The 2026 FIFA World Cup will bring an estimated 1–5 million international visitors to 11 US host cities between June 11 and July 19, 2026—the largest tournament in history. Large-scale international gatherings accelerate importation of infectious diseases from diverse source populations. Advance estimation of importation risk is essential for public health preparedness and surveillance prioritization.

Methods

We developed a Poisson importation framework applied to five diseases (dengue fever, influenza, malaria, measles, and pertussis) across the 11 US venue cities. Three nested travel models of increasing resolution were constructed: a baseline model using routine June 2024 arrival data; a World Cup–adjusted model incorporating projected visitor growth factors; and a schedule-driven model routing WC fans to specific cities based on match assignments.
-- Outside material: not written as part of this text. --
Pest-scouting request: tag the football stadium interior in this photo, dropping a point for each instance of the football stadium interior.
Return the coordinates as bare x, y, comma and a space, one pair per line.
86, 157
WHO incidence and BTS T-100 routing fractions were combined with Monte Carlo uncertainty propagation (5,000 Uniform draws on under-reporting and travel-while-infectious parameters) to yield median importation estimates with 95% uncertainty intervals.

Results

Dengue posed the highest importation risk at most venue cities under the schedule-driven model (median Λ > 10 expected importations from Brazil alone; 95% uncertainty interval 5.9–33.1), robust across the full literature-supported parameter range; Atlanta was the exception, where malaria probability exceeded dengue, driven by direct travel from West and Central African nations. Influenza ranked second at most cities, coinciding with the Southern Hemisphere winter peak. Pertussis showed broad geographic spread but carries the widest relative uncertainty, as the assumed detection rate sits at the upper bound of the literature range. Background tourism accounted for the dominant share of total importation risk; the World Cup fan increment contributed approximately 8.3% of projected arrivals for WC-qualified nations.

Conclusions

This Poisson importation framework, built entirely from publicly available data, provides reproducible importation risk estimates for mass gathering events. The framework extends to additional diseases, cities, and gatherings, offering a transparent baseline complementary to proprietary modeling systems.